Yellow: Martin Truex Jr. Before rain entered the picture, Truex was in position to win, passing Bell on a dry New Hampshire racetrack as Toyotas were head of the class. Poor pit strategy by crew chief James Small, again, plus a mid-race spin ruined those plans, leaving Truex clawing back to earn a top-10 finish. "We had good stage points," Truex said, "And we needed a good finish, so glad that we got it, but it hurts to have a tough day here, probably being my last one."

Red: Bubba Wallace. No one was hurt more by the race restarting than Wallace, involved in an incident that took his Toyota out. A 34th-place finish marked his fourth straight outside the top 10, allowing Joey Logano to pass him for the final playoff spot despite Logano limping home in 32nd after an earlier wreck of his own.

Speeding Ticket: Richard Childress Racing. It's a mess over at RCR. Kyle Busch ran like junk all day, put out of his misery with a crash just as the rain hit. He now has three 35th-place finishes in the last four races, tumbling out of the playoff picture and putting his 19-season streak of at least one Cup win in serious jeopardy.

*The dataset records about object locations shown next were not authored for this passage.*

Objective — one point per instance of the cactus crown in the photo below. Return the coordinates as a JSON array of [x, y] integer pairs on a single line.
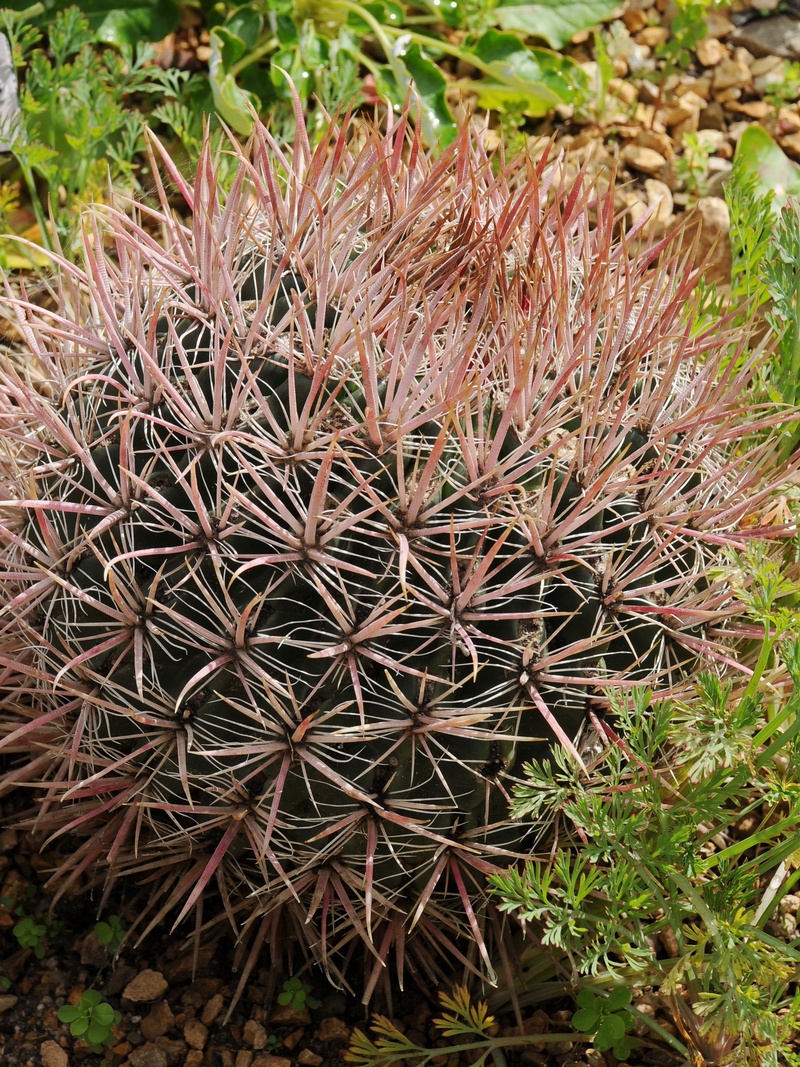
[[322, 512]]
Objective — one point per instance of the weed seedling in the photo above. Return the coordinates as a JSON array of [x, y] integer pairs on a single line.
[[607, 1019], [111, 934], [92, 1019], [298, 994]]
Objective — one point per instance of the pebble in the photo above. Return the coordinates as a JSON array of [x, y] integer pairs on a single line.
[[645, 160], [731, 74], [52, 1054], [147, 986], [659, 200], [158, 1020], [777, 35], [212, 1009], [333, 1030], [195, 1034]]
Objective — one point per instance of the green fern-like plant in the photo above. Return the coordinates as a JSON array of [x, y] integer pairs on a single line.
[[321, 518]]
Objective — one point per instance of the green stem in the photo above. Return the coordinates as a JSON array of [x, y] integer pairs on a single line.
[[268, 45], [35, 204]]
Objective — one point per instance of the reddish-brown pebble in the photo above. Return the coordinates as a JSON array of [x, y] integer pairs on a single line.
[[195, 1034], [254, 1034], [158, 1020], [146, 987], [333, 1030], [212, 1008], [52, 1054]]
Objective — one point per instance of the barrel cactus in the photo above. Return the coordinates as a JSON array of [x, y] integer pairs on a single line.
[[323, 511]]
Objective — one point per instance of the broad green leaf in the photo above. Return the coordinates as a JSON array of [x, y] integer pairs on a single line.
[[617, 999], [234, 106], [112, 22], [438, 124], [586, 1020], [773, 171], [555, 21], [533, 79]]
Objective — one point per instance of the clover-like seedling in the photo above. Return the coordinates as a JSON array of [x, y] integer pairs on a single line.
[[111, 934], [607, 1019], [92, 1019], [298, 994], [31, 935]]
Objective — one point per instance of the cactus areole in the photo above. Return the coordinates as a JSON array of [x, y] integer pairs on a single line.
[[325, 510]]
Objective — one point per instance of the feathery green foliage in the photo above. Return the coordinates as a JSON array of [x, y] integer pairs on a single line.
[[321, 521]]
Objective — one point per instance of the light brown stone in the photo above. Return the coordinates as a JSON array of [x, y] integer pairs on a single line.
[[731, 74], [651, 36], [635, 20], [195, 1034], [146, 987], [52, 1054], [718, 25]]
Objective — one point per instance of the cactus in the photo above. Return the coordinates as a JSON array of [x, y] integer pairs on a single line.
[[330, 507]]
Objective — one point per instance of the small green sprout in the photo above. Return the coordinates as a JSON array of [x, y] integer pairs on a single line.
[[111, 934], [297, 994], [92, 1019], [607, 1019], [31, 935]]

Austin Dillon? He also crashed, slumping to 32nd in the standings and nearly 200 points out of a playoff spot. Dillon has now failed to get a top-five finish on an asphalt track since October 2022 at Homestead.

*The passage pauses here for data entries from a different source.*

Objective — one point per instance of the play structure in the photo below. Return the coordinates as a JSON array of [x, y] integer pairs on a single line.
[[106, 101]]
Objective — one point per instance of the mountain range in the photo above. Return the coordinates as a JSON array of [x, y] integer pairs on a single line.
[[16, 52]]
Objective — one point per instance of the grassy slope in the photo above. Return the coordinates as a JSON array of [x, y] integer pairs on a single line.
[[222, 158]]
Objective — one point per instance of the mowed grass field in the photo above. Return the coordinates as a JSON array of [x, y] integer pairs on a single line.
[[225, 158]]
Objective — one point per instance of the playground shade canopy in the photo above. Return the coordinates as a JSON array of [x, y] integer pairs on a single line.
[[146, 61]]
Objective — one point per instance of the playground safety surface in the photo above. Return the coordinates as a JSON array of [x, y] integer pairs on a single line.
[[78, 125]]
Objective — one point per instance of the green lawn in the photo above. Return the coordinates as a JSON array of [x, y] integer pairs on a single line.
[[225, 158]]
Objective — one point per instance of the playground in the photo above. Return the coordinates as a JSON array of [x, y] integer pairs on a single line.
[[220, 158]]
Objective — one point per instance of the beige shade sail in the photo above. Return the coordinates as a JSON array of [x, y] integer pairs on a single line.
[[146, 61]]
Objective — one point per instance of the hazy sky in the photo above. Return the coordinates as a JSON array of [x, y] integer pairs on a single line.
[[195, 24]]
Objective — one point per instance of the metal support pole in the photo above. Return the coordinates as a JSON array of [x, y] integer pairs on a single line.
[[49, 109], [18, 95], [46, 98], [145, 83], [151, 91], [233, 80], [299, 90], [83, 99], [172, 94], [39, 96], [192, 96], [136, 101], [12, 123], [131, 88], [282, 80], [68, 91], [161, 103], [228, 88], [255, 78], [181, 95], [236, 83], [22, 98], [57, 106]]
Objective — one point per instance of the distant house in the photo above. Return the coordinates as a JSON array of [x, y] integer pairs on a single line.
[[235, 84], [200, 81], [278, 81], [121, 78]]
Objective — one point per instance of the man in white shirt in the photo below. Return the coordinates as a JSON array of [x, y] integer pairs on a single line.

It's clear the best driver in the RCR development program right now is Austin Hill, but he's come under fire for aggressive driving despite two NASCAR Xfinity Series wins. RCR also responded to his growing readiness for Cup by re-signing Dillon to a multi-year deal despite his struggles. What a mess.

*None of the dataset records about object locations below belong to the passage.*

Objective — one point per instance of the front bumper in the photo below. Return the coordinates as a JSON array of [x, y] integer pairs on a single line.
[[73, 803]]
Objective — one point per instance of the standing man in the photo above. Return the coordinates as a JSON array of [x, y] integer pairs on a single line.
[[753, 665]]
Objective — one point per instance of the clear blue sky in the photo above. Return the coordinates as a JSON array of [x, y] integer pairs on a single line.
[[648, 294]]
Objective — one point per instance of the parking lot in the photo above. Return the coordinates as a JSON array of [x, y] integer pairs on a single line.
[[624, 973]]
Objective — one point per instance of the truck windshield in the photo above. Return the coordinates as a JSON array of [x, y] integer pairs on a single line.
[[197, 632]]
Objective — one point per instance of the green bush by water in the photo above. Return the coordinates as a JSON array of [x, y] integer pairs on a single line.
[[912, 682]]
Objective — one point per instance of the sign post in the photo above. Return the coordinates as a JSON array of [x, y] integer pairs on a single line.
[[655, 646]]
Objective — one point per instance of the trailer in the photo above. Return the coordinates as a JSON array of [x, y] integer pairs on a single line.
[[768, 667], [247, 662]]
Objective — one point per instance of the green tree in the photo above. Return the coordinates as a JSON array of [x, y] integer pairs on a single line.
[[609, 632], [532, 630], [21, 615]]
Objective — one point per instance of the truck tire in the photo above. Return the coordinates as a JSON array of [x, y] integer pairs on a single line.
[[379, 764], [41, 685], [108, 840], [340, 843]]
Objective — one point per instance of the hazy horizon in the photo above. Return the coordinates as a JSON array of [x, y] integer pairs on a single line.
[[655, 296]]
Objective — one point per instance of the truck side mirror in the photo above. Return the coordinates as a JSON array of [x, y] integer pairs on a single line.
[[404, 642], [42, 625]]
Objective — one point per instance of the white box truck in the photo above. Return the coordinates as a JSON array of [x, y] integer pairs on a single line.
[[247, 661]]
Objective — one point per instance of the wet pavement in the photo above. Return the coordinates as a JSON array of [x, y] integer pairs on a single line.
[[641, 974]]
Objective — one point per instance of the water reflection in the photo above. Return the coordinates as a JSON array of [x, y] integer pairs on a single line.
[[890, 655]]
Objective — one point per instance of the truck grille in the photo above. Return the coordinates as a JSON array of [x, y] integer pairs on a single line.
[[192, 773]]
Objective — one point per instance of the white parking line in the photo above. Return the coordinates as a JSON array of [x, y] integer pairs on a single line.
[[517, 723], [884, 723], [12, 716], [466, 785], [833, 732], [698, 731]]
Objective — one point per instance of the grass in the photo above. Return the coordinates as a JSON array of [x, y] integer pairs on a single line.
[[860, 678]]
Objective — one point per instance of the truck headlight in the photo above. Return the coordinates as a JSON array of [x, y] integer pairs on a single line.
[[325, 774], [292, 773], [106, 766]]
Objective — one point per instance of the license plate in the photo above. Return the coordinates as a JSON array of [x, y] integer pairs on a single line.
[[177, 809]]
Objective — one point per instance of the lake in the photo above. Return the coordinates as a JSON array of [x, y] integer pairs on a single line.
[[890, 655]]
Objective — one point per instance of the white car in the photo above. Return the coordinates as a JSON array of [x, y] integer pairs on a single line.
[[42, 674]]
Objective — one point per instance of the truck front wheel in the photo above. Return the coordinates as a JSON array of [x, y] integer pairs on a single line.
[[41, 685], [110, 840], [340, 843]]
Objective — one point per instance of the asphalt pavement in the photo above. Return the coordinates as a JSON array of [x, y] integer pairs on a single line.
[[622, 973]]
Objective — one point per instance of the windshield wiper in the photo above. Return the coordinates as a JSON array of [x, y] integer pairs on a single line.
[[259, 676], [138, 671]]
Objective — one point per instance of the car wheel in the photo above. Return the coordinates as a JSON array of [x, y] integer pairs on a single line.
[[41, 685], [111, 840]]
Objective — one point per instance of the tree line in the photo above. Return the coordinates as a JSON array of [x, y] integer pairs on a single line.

Sometimes, you don't need to wreck to be the story of the weekend. Christopher Bell went viral during a pre-race presser this weekend when he was asked a simple question about whether he'll take a bigger leadership role at Joe Gibbs Racing with Martin Truex Jr. retiring at the end of 2024.

"Week in and week out, a different guy may lead the discussion [in team meetings] … I don't think there really is a leadership role [to replace] in that aspect," Bell explained about how the changes would affect JGR. "And whenever Chase comes into the car …"

That's where Bell stopped and turned beet red. Chase Briscoe has been heavily rumored to join JGR by replacing Truex in the No. 19 Toyota, but nothing had been officially announced. Until, of course, Bell pretty much spilled the beans.

The resulting incident led to memes and jokes sprouting up all over the internet, Bell taking a good ribbing from everyone involved in the sport.

Even in the NASCAR driver's meeting, Sawyer started it by asking Bell "if there were any announcements he wanted to make." JGR has now scheduled a press conference for Tuesday to presumably introduce Briscoe to the team.